Tg(fabp10a:pt-β-cat) zebrafish express activated β-catenin.

(A) Plasmid encoding hepatocyte-specific pt-β-catenin and a fluorescent eye marker was injected into embryos to generate Tg(fabp10a:pt-β-cat, cryaa:Venus) zebrafish. (B-C) Normalized transgenic Xenopus (B) and endogenous zebrafish (C) ctnnb1 mRNA expression in control and transgenic adult zebrafish livers. Three technical replicates were performed for each sample. Groups were compared using Mann-Whitney test. N values are shown above the x-axis. (D) Immunofluorescence of adult control sibling zebrafish liver cryosections (top panels) show membrane localization of β-catenin, whereas transgenic zebrafish livers show patchy cytoplasmic β-catenin staining and scattered β-catenin-positive nuclei (arrows). (E) Similarly, whole-mounted 5-day-old control sibling larvae (top row) show membrane localization of β-catenin while transgenic zebrafish (bottom row) show patchy strong cytoplasmic and nuclear β-catenin staining. Immunofluorescent staining for β-catenin was performed in Tg(fabp10a:EGFP) larvae, which have green hepatocytes; merged images show β-catenin is expressed in hepatocytes. (F) Six-day-old control sibling larvae (left) show essentially no 7xTCF-Xla.Siam:GFP (Wnt reporter) expression in hepatocytes, while transgenic larvae (right) show scattered hepatocytes with moderate to strong GFP positivity. (G) Fluorescence intensity ± standard error of the mean (SEM) was quantified using ImageJ, and samples were compared using the Student’s t-test (***, p<0.001). Scale bars, 20 µm. N values are shown above the x-axis.

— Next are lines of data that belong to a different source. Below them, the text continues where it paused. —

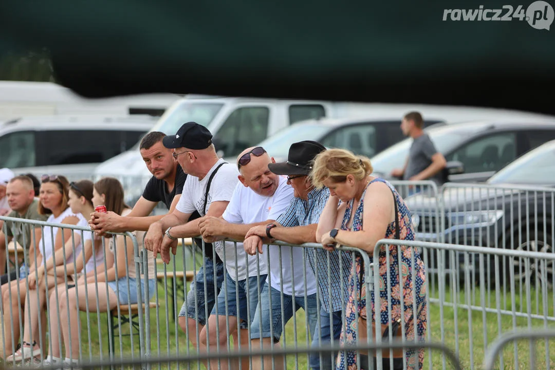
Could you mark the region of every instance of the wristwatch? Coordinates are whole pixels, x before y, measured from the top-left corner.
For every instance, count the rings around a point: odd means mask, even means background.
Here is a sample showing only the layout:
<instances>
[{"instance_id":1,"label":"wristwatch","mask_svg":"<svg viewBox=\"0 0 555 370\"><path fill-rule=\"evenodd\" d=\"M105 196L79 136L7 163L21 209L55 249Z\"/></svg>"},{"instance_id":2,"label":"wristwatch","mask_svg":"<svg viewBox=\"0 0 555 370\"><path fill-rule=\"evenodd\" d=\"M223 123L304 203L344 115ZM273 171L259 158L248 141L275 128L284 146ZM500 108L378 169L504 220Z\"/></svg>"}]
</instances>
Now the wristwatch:
<instances>
[{"instance_id":1,"label":"wristwatch","mask_svg":"<svg viewBox=\"0 0 555 370\"><path fill-rule=\"evenodd\" d=\"M275 227L275 224L268 224L266 225L266 236L268 237L268 239L273 239L274 237L270 234L270 230L271 230L272 227Z\"/></svg>"},{"instance_id":2,"label":"wristwatch","mask_svg":"<svg viewBox=\"0 0 555 370\"><path fill-rule=\"evenodd\" d=\"M335 239L335 237L337 236L337 233L339 232L339 230L337 229L332 229L330 230L330 237Z\"/></svg>"},{"instance_id":3,"label":"wristwatch","mask_svg":"<svg viewBox=\"0 0 555 370\"><path fill-rule=\"evenodd\" d=\"M170 234L170 229L171 229L171 226L170 226L169 227L168 227L168 230L166 230L166 233L165 233L166 234L166 236L167 236L169 239L171 239L172 240L177 240L177 238L176 237L174 237L173 236L171 236L171 234Z\"/></svg>"}]
</instances>

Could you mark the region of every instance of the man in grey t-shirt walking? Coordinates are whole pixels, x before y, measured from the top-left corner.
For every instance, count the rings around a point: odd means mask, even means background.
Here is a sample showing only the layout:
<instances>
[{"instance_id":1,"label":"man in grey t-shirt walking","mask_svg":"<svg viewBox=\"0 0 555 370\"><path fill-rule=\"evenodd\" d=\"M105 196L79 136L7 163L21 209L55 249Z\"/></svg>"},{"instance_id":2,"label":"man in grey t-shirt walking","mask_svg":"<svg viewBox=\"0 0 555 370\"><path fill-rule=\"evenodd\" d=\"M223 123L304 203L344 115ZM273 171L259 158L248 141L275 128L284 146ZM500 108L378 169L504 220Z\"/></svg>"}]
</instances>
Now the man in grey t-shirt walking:
<instances>
[{"instance_id":1,"label":"man in grey t-shirt walking","mask_svg":"<svg viewBox=\"0 0 555 370\"><path fill-rule=\"evenodd\" d=\"M403 180L420 181L433 179L447 163L443 154L437 151L430 136L424 133L424 121L417 111L406 114L401 123L405 136L412 138L412 145L403 169L395 169L391 176Z\"/></svg>"}]
</instances>

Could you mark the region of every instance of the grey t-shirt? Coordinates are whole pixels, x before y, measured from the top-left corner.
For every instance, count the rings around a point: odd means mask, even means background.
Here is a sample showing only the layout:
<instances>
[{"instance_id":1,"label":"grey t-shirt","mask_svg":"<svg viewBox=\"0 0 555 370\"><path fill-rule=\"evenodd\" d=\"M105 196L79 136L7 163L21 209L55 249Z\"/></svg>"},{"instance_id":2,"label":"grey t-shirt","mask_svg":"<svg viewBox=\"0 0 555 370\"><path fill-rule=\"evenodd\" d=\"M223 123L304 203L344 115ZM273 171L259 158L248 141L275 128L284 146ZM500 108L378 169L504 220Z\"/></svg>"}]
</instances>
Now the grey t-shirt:
<instances>
[{"instance_id":1,"label":"grey t-shirt","mask_svg":"<svg viewBox=\"0 0 555 370\"><path fill-rule=\"evenodd\" d=\"M432 164L432 156L437 153L435 146L427 134L415 139L408 151L408 163L403 174L403 180L408 180L427 168Z\"/></svg>"},{"instance_id":2,"label":"grey t-shirt","mask_svg":"<svg viewBox=\"0 0 555 370\"><path fill-rule=\"evenodd\" d=\"M46 221L48 218L45 215L40 215L38 213L37 206L38 206L38 200L35 199L33 202L29 206L25 214L21 215L16 211L12 211L8 216L17 219L23 220L34 220L37 221ZM7 226L7 235L9 237L13 237L16 241L23 247L25 254L29 252L29 246L31 245L33 235L31 231L34 230L33 225L29 224L23 224L18 222L6 222ZM39 226L40 227L40 226Z\"/></svg>"}]
</instances>

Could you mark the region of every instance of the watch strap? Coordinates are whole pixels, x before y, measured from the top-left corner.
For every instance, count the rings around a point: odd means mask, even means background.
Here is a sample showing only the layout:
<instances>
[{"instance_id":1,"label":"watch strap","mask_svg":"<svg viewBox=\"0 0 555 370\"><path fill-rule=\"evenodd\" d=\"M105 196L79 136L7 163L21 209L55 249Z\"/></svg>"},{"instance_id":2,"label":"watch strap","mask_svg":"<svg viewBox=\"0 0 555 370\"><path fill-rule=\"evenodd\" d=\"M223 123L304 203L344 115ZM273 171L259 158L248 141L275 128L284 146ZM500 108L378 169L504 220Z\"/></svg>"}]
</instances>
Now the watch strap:
<instances>
[{"instance_id":1,"label":"watch strap","mask_svg":"<svg viewBox=\"0 0 555 370\"><path fill-rule=\"evenodd\" d=\"M270 233L270 230L271 230L272 227L275 227L275 224L268 224L266 225L266 236L268 237L269 239L273 239L274 237L271 236Z\"/></svg>"}]
</instances>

Zebrafish livers with activated β-catenin share histologic features with human hepatocellular carcinoma (HCC).

(A) Adult zebrafish livers with activated β-catenin (left) and human HCC (right) show architectural disruption including enlarged interhepatic spaces resembling spongiosis hepatis (zebrafish) or peliosis hepatis (human) (asterisks). (B-D) Similarly, zebrafish (left) and human (right) samples show cytological abnormalities including nuclear enlargement and nuclear contour irregularities (arrows, B), prominent nucleoli (arrows, C), and mitotic figures (arrows, D). Hematoxylin and eosin (H&E) stained sections; scale bars, 20 µm.

Small molecule screen for compounds that suppress larval liver enlargement caused by activated β-catenin.

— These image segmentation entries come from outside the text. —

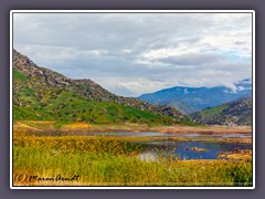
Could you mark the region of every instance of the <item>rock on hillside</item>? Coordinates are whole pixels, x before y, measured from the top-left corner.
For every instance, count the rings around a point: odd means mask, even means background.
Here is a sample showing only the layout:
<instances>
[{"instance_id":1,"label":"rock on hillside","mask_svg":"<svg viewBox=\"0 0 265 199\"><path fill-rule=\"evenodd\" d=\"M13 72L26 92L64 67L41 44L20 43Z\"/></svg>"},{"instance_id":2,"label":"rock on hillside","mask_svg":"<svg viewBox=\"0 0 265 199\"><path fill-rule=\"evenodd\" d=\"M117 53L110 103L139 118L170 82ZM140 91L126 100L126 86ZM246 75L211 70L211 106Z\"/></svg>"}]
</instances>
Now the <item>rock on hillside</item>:
<instances>
[{"instance_id":1,"label":"rock on hillside","mask_svg":"<svg viewBox=\"0 0 265 199\"><path fill-rule=\"evenodd\" d=\"M67 88L75 93L78 93L87 100L95 100L99 102L115 102L141 111L151 111L160 115L173 116L177 117L178 121L190 121L189 117L173 107L152 105L138 98L117 96L103 88L92 80L72 80L52 70L40 67L34 64L28 56L20 54L15 50L13 50L13 70L20 72L29 78L34 80L34 82L38 83L38 87L35 86L36 90L40 88L41 85L62 90Z\"/></svg>"}]
</instances>

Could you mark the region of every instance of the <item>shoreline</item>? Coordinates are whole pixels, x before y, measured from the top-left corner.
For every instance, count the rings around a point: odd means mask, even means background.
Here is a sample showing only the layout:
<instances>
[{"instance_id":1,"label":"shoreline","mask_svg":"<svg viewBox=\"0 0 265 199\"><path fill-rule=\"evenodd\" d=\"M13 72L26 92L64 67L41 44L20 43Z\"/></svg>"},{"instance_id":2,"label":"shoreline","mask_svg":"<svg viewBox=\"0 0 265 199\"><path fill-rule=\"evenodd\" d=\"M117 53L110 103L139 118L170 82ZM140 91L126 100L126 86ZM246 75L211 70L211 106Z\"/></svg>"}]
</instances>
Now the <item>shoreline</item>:
<instances>
[{"instance_id":1,"label":"shoreline","mask_svg":"<svg viewBox=\"0 0 265 199\"><path fill-rule=\"evenodd\" d=\"M83 122L62 123L47 121L15 121L13 132L62 132L62 133L171 133L171 134L252 134L251 126L186 126L186 125L148 125L148 124L87 124Z\"/></svg>"}]
</instances>

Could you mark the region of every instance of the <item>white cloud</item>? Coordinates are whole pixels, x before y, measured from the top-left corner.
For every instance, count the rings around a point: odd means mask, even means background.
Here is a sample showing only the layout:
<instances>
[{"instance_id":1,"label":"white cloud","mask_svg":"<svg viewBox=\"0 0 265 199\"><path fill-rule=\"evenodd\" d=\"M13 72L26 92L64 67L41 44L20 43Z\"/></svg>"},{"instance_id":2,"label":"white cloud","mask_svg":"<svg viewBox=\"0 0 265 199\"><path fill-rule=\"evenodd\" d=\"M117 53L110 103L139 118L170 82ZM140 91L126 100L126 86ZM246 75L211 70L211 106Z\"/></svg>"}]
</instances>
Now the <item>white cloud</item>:
<instances>
[{"instance_id":1,"label":"white cloud","mask_svg":"<svg viewBox=\"0 0 265 199\"><path fill-rule=\"evenodd\" d=\"M38 65L126 96L234 86L252 76L251 13L14 14L14 48Z\"/></svg>"}]
</instances>

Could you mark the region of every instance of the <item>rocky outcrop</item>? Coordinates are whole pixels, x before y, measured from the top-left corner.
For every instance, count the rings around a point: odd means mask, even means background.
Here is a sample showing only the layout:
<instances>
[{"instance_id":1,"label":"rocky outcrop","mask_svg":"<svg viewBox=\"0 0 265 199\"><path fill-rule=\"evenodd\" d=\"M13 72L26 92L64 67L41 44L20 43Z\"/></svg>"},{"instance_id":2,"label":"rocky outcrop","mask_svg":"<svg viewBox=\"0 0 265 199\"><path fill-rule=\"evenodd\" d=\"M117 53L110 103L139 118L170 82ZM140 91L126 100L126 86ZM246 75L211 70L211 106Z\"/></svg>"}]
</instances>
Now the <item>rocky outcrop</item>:
<instances>
[{"instance_id":1,"label":"rocky outcrop","mask_svg":"<svg viewBox=\"0 0 265 199\"><path fill-rule=\"evenodd\" d=\"M132 97L117 96L92 80L72 80L52 70L40 67L28 56L20 54L15 50L13 50L13 69L24 74L26 77L34 80L38 84L34 85L35 87L32 87L36 90L41 90L41 85L49 85L59 88L57 92L71 90L87 100L115 102L141 111L150 111L160 115L176 117L177 121L190 121L189 117L173 107L152 105Z\"/></svg>"}]
</instances>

Transgenic zebrafish expressing activated β-catenin (Tg(fabp10a:pt-β-cat, cryaa:Venus)) were crossed to zebrafish expressing liver-specific GFP (Tg(fabp10a:EGFP). At 3 days old, larvae with green livers (fabp10a:EGFP+) were selected for drug treatment. Zebrafish with activated β-catenin, identified by their fluorescent eyes, were treated in parallel to control zebrafish without activated β-catenin. Three zebrafish were placed in each well, and 4 wells were tested for each experimental compound and vehicle (DMSO) control. Liver size was scored qualitatively 3 days post treatment (dpt). Drugs that decreased average liver size of Tg(fabp10a:pt-β-cat); Tg(fabp10a:EGFP) zebrafish in both wells compared to DMSO controls without causing toxicity/death in any wells were considered potential hit compounds.

SP600125 and amitriptyline do not significantly affect fabp10a promoter activity or Wnt reporter activity.

(A) Representative photographs of fabp10a:EGFP expression (the same fabp10a promoter element used to drive pt-β-cat expression) in control (top row) and Tg(fabp10a:pt-β-cat) (bottom row) zebrafish livers at 5 dpf. (B) Fluorescence intensity ± standard error of the mean (SEM) was quantified using ImageJ, and samples were compared using 2-way ANOVA; p>0.05 for each group compared to every other group. N values are shown above the x-axis. (C) Representative photographs of 7xTCF-Xla.Siam:GFP (Wnt reporter) expression in control (top row) and Tg(fabp10a:pt-β-cat) (bottom row) zebrafish livers at 6 dpf. (D) Fluorescence intensity ± standard error of the mean (SEM) was quantified using ImageJ, and samples were compared using 2-way ANOVA (p>0.05 for all drug treatments compared to DMSO control of same genotype.) Scale bars, 20 µm. Six zebrafish were analyzed for each group.